The last time I stayed for six or seven years only to have another cycle of promises go unfulfilled in much the same way it did the two churches I attended and served at before that. The first was nearly ten years, the second three years though I was not promised as much as the first and most recent. I am no longer the young and ambitious (I use that word lightly) man I was twenty-four years ago when I started my journey of faith. I was wide-eyed and full of excitement. Yet, little by little much of that has died (to be clear I am not referring to my faith as Christ is the sole remaining vestige that remains).
Frankly, I am tired of perpetually chasing the carrots dangled in front of me (trust me this needs a lot of clarification as it is extremely vague). I have simply settled that the supposed gifts and calling I was told I had may have been offered with good intent but unfortunately the inability of it to materialize simply confirms that not only was I misled but they were wrong (this is cryptic but a clue nonetheless). Years ago I had my “joy and fun and seasons in the sun” but much of that eclipsed long ago. There are too many layers and nuances to unpack.
I just don’t have the energy to continue this post. Maybe I will continue later or maybe I won’t. I will say that while let down, disappointment, abuse, abandonment, and so much more are part of why I do not have much desire to attend church anymore there is a physiological component as well.
I appreciate any prayers anyone may offer on my behalf. I am also comforted to know that there are people, though we may never physically meet, who are looking out for my best spiritual interests. Maybe that is something to reflect on during Holy Week 2022.

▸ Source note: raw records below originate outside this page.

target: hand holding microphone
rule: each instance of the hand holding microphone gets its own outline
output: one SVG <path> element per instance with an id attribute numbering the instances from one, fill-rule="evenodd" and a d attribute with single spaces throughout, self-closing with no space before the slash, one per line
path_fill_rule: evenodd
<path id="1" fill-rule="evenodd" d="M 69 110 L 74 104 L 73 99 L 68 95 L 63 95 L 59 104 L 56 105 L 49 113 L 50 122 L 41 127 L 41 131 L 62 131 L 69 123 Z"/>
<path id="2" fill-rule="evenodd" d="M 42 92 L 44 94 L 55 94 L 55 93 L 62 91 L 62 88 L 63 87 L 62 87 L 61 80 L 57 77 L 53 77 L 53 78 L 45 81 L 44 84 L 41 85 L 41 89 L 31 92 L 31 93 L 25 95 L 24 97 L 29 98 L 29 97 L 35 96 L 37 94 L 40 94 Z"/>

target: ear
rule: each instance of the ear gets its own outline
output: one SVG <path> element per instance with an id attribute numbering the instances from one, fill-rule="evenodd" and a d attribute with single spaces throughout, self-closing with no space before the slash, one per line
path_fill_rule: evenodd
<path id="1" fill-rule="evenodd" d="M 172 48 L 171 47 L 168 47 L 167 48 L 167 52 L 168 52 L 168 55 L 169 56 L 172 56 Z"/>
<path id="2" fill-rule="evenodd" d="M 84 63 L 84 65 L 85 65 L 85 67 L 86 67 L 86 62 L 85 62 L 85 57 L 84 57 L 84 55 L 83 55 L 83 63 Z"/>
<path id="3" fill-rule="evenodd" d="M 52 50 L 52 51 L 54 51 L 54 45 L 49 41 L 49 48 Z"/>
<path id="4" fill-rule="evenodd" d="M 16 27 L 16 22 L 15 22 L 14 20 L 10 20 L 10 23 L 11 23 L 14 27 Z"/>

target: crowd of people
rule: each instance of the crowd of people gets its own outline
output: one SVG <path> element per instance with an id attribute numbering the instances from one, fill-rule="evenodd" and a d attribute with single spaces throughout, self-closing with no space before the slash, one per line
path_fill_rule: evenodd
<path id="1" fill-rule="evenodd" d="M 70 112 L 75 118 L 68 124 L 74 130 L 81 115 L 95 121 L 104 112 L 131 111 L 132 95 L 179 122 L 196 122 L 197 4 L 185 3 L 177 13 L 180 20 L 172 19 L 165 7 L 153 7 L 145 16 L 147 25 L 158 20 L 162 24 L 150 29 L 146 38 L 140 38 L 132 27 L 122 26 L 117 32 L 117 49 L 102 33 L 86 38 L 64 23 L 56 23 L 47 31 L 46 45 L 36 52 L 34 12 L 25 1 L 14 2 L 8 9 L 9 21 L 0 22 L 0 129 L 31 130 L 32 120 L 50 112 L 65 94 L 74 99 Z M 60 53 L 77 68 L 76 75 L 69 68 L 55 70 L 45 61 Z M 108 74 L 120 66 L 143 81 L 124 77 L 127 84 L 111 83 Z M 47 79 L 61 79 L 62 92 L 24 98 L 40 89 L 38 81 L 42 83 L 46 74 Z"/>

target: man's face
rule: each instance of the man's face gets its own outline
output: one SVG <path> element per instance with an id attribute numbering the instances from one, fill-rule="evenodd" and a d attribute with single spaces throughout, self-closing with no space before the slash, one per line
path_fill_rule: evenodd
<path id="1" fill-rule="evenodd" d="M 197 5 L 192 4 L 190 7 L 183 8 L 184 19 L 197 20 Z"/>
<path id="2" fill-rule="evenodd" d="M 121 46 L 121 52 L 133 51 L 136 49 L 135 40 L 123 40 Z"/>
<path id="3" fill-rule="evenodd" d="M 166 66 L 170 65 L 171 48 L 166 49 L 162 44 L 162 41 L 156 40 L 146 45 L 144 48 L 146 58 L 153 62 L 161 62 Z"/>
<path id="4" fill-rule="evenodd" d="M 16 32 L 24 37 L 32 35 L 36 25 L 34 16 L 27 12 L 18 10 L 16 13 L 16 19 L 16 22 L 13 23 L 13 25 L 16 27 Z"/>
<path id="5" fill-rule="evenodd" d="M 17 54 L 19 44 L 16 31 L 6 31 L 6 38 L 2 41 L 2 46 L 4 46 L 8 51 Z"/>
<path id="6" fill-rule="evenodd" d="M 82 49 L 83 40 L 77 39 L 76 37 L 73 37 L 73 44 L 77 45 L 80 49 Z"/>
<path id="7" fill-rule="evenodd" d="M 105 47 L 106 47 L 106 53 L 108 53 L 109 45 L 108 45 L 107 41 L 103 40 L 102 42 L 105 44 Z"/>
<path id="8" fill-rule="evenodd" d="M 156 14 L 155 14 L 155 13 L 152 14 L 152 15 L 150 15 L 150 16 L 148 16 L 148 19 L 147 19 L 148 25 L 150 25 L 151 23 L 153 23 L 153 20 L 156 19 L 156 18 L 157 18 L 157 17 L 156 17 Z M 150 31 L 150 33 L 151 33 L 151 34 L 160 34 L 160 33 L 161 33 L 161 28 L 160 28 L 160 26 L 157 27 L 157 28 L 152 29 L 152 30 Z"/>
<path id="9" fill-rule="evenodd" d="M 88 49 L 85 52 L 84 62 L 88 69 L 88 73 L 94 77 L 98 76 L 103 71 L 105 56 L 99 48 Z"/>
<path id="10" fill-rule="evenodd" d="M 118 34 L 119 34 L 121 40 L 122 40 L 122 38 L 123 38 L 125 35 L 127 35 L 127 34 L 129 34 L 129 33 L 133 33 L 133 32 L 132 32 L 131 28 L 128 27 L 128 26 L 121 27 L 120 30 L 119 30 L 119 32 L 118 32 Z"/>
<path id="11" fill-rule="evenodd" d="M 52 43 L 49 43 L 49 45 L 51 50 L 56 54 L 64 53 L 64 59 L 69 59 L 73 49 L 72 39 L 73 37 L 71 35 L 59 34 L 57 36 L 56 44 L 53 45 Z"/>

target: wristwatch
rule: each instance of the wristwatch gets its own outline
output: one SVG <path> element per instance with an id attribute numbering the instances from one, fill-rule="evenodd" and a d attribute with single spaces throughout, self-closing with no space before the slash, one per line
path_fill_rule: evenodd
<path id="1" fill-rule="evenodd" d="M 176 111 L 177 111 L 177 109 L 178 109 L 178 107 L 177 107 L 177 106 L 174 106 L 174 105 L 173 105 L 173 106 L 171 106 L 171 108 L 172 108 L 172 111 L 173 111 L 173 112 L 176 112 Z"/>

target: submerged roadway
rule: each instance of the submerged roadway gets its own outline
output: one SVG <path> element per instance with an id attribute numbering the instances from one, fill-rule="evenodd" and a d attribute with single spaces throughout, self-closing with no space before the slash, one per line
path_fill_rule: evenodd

Also, glad to hear you are on the mend though I do not envy what you are going through. I genuinely hope that in your suffering you are drawn closer to Christ. May His Resurrection be an all consuming reality.
Shawn, I understand, and I did not mean to heap guilt upon you. Keep the faith however you can, brother. Its a tough world we live in.
Josh, brother I did not sense any attempt at guilting but rather the heart of a pastor who desires a that a wandering sheep return a flock, any flock and enjoy the fruits of Christian fellowship. It is something I sorely miss. I do have my wife who is quite a wonderful source of it. Us sometimes when I write or think out loud as I try to sort things out. It is a tough world but I am tearfully, joyfully reminded of the lyrics of a Keith Green song,
“Well, nothin’ lasts
Except the grace of God
By which I stand in Jesus
I’m sure that my whole life would waste away
Except for grace by which I’m saved…”
I dunno/Maybe I’m off base but I have been pretty consumed with the atrocities taking place in Ukraine. Been in prayer, talking with others, wishing I could do more. This Passion week, My heart breaks at the injustice and the inability to stop it. But for one week, or a few days, while I will still pray for Ukraine, , I just wanna focus on my Savior and rejoice thru that his sacrifice death was conquered.
But that’s me
This week always brings me back to the Gospels, Christ’s suffering, His triumph over death, and the great love He has for me, His child-a love I did not deserve. I’ll be translating the Good Friday/Viernes Santo service, praising my Savior for His love for me, knowing that Resurrection Sunday is coming!
“If it be possible, let this cup pass from me.”